The TBM replaced the TBD Devastator after the TBDs were decimated at Midway in 1942. Able to carry a prodigious load and with improved defensive armament, the Avenger was the US Navy's main torpedo bomber and was responsible for helping to send a considerable tonnage of enemy shipping to the bottom of the ocean. The type was also used by the Royal Navy, who initially called it the Tarpon, but reverted to Avenger to keep from confusion when operating with US TBMs. So rugged and useful was the Avenger, that it spawned several other variants post-war, including a radar carrying variant used in hunter/killer operations and as the Navy's first AEW aircraft. Many were sold to overseas forces and were used until the 1960s. Its ability to carry a large useful load also found them in demand as fire bombers and most of the Avengers on the air show circuit have spent part of their lives putting out fires.


When I was into my 'second wind' of model building in the early/mid 1970s, one of the kits I bought and built a lot of were Frog kits. Back then, I was much more interested in ease of construction and cool markings than I was on detail (whoa, sorta sounds like me now!). The result was that I had a lot of cool looking (to me), brush painted Frog kits. Most of those have sadly gone the way of the parts or trash bin over the decades, but I still like Frog kits.

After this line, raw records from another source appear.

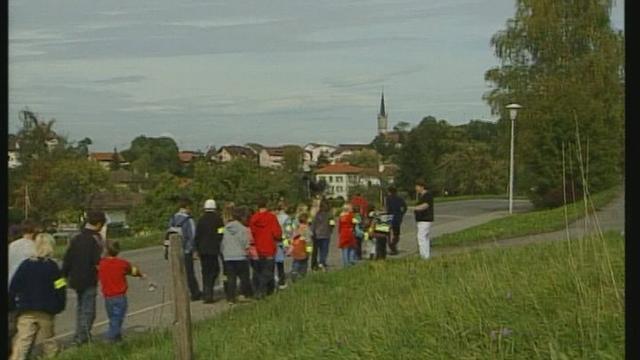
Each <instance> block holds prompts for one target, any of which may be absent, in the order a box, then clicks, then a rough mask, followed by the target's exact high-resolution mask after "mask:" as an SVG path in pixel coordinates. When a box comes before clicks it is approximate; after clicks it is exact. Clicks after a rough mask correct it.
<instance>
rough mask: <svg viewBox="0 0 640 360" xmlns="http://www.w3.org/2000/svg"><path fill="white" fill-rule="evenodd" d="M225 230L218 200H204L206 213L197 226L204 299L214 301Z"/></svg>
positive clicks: (210, 199) (200, 219)
mask: <svg viewBox="0 0 640 360" xmlns="http://www.w3.org/2000/svg"><path fill="white" fill-rule="evenodd" d="M223 232H224V223H223V222H222V217H221V216H220V214H218V212H217V211H216V202H215V200H213V199H208V200H207V201H205V202H204V214H203V215H202V217H201V218H200V219H199V220H198V225H197V226H196V237H195V243H196V249H197V250H198V255H199V256H200V266H201V268H202V293H203V295H202V300H203V301H204V302H205V303H207V304H210V303H213V285H214V284H215V282H216V279H217V278H218V274H220V263H219V262H218V257H219V256H220V242H221V241H222V234H223Z"/></svg>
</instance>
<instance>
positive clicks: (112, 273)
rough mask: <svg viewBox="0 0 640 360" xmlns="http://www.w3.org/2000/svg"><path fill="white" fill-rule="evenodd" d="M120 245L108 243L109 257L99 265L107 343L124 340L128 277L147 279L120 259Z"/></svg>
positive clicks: (106, 257) (117, 244) (136, 270)
mask: <svg viewBox="0 0 640 360" xmlns="http://www.w3.org/2000/svg"><path fill="white" fill-rule="evenodd" d="M119 253H120V244H119V243H118V242H117V241H113V242H108V243H107V256H106V257H104V258H102V259H100V262H99V263H98V279H99V280H100V287H101V289H102V295H103V296H104V305H105V308H106V309H107V316H108V317H109V330H108V331H107V341H109V342H116V341H121V340H122V323H123V322H124V318H125V316H126V314H127V288H128V286H127V275H131V276H136V277H140V278H146V275H144V274H143V273H142V272H141V271H140V269H138V268H137V267H135V266H132V265H131V264H130V263H129V262H128V261H126V260H124V259H122V258H119V257H118V254H119Z"/></svg>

Most are like this one. It has raised detail, the ability to build the kit with the wheels up and a display stand. There is little cockpit detail, only a floor, seat, stick and pilot. No instrument panel or sidewall detail or even a decal for the instruments. The wheels are attached to the axles by heating the end to keep them from falling off. The turret is really more of a thimble shaped piece than what is provided by someone like, say, Accurate Miniatures. However, it is better than the one that Airfix supplied as you could actually make this one rotate without a lot of fuss and trimming. Those familiar with RN Avengers (which were initially called Tarpons) is that the aft side windows were bubble shaped rather than just flat. This was so the observer could have better vision to the bottom of the plane while looking for subs or whatever other target they were seeking.

Frog was also one of the first companies to introduce the all pictorial instruction sheet. Thanks to the minimal number of parts in this kit (at least compared to the Hasegawa kit), construction is pretty rapid as one goes through the 8 construction steps. Color info (where required) is provided via generic names through the building process. Overall camo and markings are on the back of the box and in full color. Both options are in Dark Slate Grey/Extra Dark Sea Grey over Sky. The box art aircraft is from 857 Sq in Scotland during August 1944. The other option is also from 857 Sq but with SEA roundels as used by the British in the Pacific during mid 1945. The decals themselves are semi-matte and have survived rather well over the years. Generally, they work well and anyone buying an ancient Frog kit like this would be well served by either aftermarket decals or recoating the ones that are there to keep them from dissolving.



If you are looking for a pleasant build and not having to pay a lot for it, I'd suggest these older Frog kits. They can usually be found for less than $5 at swap meets and other than possibly having unusable decals, make into decent shelf models. They are also great for the younger modeler who doesn't want to fuss with all sorts of small parts.